L'avènement de la pandémie et son impact sur la politique polarisée aux États-Unis et dans d'autres pays ont rendu urgente une compréhension approfondie des théories du complot, en tant que fausses croyances – telles que le fait que les Centers for Disease Control and Prevention servent un objectif politique, d'une manière ou d'une autre. un autre - ils peuvent amener des millions de personnes à ignorer les conseils des spécialistes de la santé publique.

La perte de connaissance de la véracité des faits

"C'est en fait une tempête parfaite dans le sens où les théories s'adressent à ceux qui ont peur de tomber malade et de mourir ou d'infecter quelqu'un d'autre", explique Gordon Pennycook, spécialiste du comportement à l'école de commerce de l'université de Regina en Saskatchewan (ouest du Canada). . ). « Et ces peurs trompent les gens à tel point qu'ils perdent la trace de la véracité du contenu qu'ils lisent en ligne.

Dans la nouvelle étude, intitulée Looking Under the Tinfoil Hat et publiée en ligne dans le Journal of Personality, Bowes et Scott Lilienfeld ont dirigé une équipe qui a mené une série d'évaluations de personnalité standardisées de près de 2.000 XNUMX adultes.

L'étude a été réalisée en deux phases.
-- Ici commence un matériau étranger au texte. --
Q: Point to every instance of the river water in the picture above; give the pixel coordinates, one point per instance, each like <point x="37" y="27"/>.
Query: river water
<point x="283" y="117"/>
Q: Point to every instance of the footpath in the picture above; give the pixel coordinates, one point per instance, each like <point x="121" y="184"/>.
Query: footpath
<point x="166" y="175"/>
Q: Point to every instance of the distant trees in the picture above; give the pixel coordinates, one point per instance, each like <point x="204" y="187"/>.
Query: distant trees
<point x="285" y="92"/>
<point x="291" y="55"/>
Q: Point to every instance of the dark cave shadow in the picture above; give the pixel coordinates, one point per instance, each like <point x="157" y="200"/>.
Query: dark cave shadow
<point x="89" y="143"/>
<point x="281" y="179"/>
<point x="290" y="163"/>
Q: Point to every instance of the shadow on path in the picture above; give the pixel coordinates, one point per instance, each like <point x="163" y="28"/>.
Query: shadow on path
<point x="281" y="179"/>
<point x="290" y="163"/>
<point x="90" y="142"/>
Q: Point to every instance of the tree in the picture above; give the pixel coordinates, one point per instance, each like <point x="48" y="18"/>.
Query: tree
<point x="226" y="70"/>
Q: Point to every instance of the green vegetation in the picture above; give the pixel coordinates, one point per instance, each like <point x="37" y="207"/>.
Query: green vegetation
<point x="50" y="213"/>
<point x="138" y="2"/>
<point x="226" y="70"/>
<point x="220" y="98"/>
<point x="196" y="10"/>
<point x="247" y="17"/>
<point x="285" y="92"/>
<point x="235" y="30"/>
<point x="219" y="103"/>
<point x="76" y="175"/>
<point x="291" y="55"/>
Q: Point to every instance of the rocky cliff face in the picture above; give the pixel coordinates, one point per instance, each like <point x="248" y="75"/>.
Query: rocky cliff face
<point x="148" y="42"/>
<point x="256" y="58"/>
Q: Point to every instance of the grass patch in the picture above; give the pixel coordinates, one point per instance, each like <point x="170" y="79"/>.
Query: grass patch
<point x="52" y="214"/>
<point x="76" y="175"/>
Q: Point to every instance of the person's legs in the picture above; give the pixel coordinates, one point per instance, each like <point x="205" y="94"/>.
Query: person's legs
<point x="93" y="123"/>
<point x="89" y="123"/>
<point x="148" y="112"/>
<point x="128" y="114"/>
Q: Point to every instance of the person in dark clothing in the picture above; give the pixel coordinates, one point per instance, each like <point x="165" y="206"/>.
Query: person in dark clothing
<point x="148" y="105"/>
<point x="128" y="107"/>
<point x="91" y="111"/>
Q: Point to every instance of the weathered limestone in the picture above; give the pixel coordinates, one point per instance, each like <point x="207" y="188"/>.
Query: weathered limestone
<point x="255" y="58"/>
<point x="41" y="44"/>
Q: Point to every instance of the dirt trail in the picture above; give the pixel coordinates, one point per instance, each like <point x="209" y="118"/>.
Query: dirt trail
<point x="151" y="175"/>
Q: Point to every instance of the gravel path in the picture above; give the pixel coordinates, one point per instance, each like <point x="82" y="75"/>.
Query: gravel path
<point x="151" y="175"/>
Dans le premier, l'équipe a évalué chaque personne de l'échantillon en fonction de son niveau de propension aux théories du complot. Les participants ont été invités à évaluer la véracité probable de déclarations générales telles que "Certaines observations et rumeurs d'OVNI sont

planifié ou mis en scène pour détourner l'attention du public d'un contact réel avec des extraterrestres » ou « Le gouvernement utilise des personnes comme boucs émissaires pour cacher son implication dans des activités criminelles ».

Les volontaires ont ensuite été invités à faire de même pour des déclarations sur des événements spécifiques, tels que "les agences américaines ont intentionnellement créé l'épidémie de sida et l'ont nourrie aux hommes noirs et homosexuels dans les années 70".
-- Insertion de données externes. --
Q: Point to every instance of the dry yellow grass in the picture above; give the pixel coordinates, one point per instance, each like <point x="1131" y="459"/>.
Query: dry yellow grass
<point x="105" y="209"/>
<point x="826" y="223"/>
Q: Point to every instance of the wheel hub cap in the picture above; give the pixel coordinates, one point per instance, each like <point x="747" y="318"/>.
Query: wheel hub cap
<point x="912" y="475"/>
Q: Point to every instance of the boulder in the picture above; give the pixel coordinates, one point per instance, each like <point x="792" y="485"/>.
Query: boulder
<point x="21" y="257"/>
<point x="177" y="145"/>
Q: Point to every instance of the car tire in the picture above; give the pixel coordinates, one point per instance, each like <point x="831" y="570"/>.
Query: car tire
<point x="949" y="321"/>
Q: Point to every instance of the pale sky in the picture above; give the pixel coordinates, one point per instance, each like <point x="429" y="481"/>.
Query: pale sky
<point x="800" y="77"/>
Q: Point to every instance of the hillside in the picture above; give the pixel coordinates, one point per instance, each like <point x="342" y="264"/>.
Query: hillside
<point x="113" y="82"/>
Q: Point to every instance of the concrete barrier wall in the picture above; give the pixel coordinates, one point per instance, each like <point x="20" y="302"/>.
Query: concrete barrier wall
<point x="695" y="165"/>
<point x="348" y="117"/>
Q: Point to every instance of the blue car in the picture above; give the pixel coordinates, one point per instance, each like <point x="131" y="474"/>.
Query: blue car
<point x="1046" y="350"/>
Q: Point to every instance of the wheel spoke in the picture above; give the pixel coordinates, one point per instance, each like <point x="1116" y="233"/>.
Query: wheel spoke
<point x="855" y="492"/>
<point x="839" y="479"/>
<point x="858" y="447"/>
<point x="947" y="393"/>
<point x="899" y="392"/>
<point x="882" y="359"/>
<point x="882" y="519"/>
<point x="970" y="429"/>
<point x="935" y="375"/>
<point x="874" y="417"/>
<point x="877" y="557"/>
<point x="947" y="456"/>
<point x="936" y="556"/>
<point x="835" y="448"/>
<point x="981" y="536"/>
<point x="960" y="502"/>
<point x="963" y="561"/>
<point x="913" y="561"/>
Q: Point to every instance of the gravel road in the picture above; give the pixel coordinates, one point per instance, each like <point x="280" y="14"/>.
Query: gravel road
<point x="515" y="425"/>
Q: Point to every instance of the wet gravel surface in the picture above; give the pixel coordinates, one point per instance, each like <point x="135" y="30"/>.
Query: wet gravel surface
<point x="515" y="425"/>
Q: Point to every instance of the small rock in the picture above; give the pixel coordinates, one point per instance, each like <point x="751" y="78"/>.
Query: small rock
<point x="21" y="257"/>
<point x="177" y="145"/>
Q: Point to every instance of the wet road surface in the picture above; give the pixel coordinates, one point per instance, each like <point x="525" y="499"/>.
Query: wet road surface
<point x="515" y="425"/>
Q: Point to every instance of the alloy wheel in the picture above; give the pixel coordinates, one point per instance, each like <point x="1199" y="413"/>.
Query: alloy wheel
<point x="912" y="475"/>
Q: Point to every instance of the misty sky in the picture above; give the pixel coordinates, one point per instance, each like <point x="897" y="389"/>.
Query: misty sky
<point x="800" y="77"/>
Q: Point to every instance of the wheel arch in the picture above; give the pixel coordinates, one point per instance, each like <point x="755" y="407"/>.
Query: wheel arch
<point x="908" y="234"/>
Le pourcentage élevé de personnalités sujettes aux théories du complot

L'étude comprend des participants recrutés à la fois en ligne et en personne à Atlanta. Environ 60 % ont obtenu un score bas sur une échelle de complot idéale, ce qui signifie que la majorité résiste à de telles théories ; les 40 % restants ont obtenu un score au-dessus de la moyenne ou bien au-dessus.

Dans la deuxième phase, l'équipe de recherche a donné aux participants plusieurs questionnaires de personnalité standard. L'un analysait des traits généraux et assez stables, tels que la conscience et la sociabilité ; un autre recueillait des informations sur des humeurs telles que l'anxiété et la colère ; un troisième fait face à des extrêmes, tels que des tendances narcissiques.

Pour obtenir un ou plusieurs profils de personnalité, l'équipe de recherche a mesuré quels aspects de la personnalité sont les plus fortement corrélés avec des niveaux élevés de susceptibilité aux théories du complot. Les résultats étaient tout aussi pertinents pour les associations trouvées que pour celles non trouvées.

Par exemple, des qualités telles que la minutie, la modestie et l'altruisme n'ont pas grand-chose à voir avec un penchant pour les théories du complot. Il n'y a pas de relation apparente avec les niveaux de colère ou de sincérité ; l'estime de soi n'entre même pas en ligne de compte.

"Nous savons que les tests de personnalité ne sont pas très bons pour mesurer les choses que nous ne comprenons pas très bien", a déclaré Bowes. "Le résultat ne sera pas immédiatement clair, surtout la première fois que vous le regarderez"

Psychotisme

Parmi les traits de personnalité étroitement liés aux théories du complot, il y a des aspects communs : la vanité, l'impulsivité, l'égocentrisme, le manque de compassion (le collectionneur trop confiant des injustices), un degré élevé de dépression et d'anxiété (le morose, confiné par les circonstances ou l'âge ). Une autre caractéristique est ressortie du questionnaire dédié à l'évaluation des troubles de la personnalité, à savoir un schéma appelé « psychoticisme ».

Le psychoticisme est une caractéristique clé du soi-disant trouble de la personnalité schizotypique, caractérisé en partie par "des croyances bizarres et une pensée magique" et des "idées paranoïaques". Dans le langage de la psychiatrie, il s'agit d'une forme plus subtile de psychose à un stade avancé, qui présente des hallucinations récurrentes typiques de la schizophrénie. C'est un schéma de pensée magique qui va bien au-delà de la superstition ordinaire et, en termes sociaux, la personne donne souvent l'impression d'être incohérente, étrange ou « différente ».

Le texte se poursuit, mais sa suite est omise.